Attracting high tech internationally mobile investments can generate knowledge transfer into other sectors, with an emphasis on the identification and measurement of these phenomena, rather than simply an explanation of why they may occur. Theoretically, attracting international R&D activities to a region should generate significant spillover effects into related sectors or along supply chains. These effects are, in practice, limited by a number of factors, such as the absorptive capacity of the local sector, and not least the efforts that R&D intensive firms go to in order to prevent knowledge leaking out of the firm. However, universities, with access to both large inward investors and local supply chains can offer a unique conduit for these effects. A common question from local firms is “can you help me get into the supply chain of…..”; potential inward investors want to know about local innovation capacity, clusters and value chains.
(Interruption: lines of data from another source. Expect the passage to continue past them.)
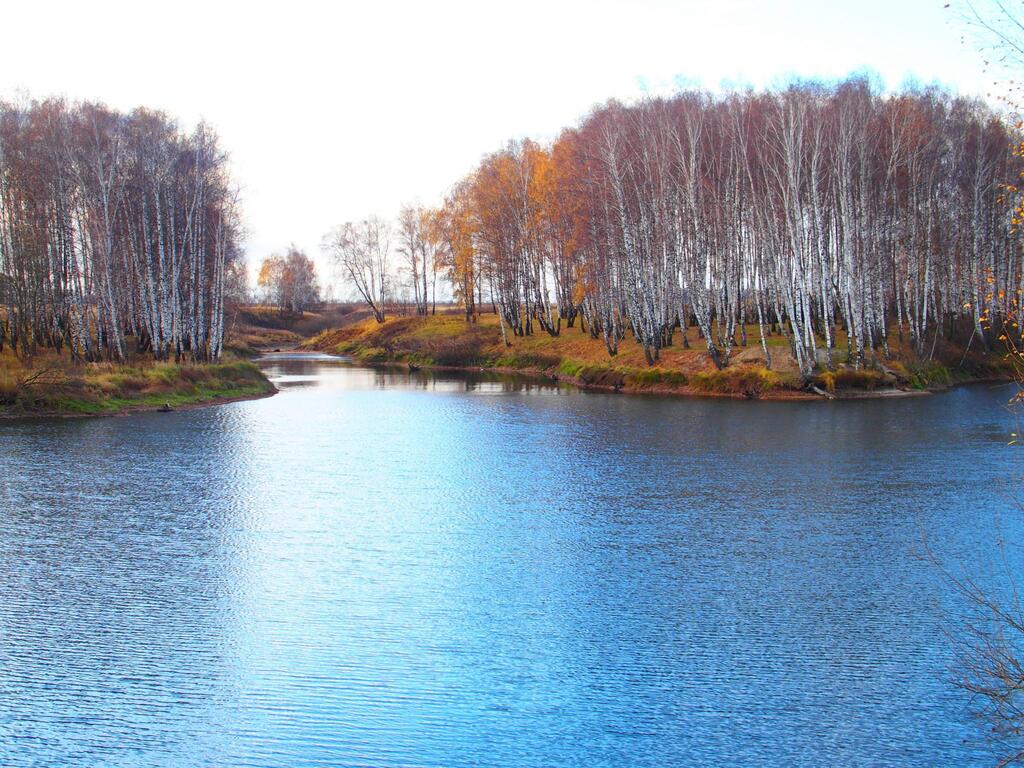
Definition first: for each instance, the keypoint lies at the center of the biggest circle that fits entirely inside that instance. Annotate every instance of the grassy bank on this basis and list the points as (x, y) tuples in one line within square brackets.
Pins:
[(55, 386), (445, 341), (254, 329)]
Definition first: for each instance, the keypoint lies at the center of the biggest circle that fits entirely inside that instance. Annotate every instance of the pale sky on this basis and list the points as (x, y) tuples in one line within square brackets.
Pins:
[(335, 111)]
Central to both the attraction of FDI, and the beneficial effects of it, are factors that may be considered jointly as sources of “agglomeration economies”, which are both positively associated to R&D location drivers, with locations offering qualified labour, a vibrant local sector, or a “history of R&D” likely to attract new R&D. All of these are also shown, in a related literature, to be influenced by local industry-university links.
Finally, global high tech FDI is beset by skill shortages. If firms are going to be competing either for already scarce labour or encouraging migration, then this offers two challenges for local policy makers. The first centres around skills and ensuring the pipeline of skills, through apprenticeships as well as universities (with action on retention of graduates) to meet demand. The second is more general, including issues around housing, schools and other factors that may be considered “quality of life”.
If locations are going to seek to attract key workers in, then these basics also need to be on offer as part of the region’s value proposition.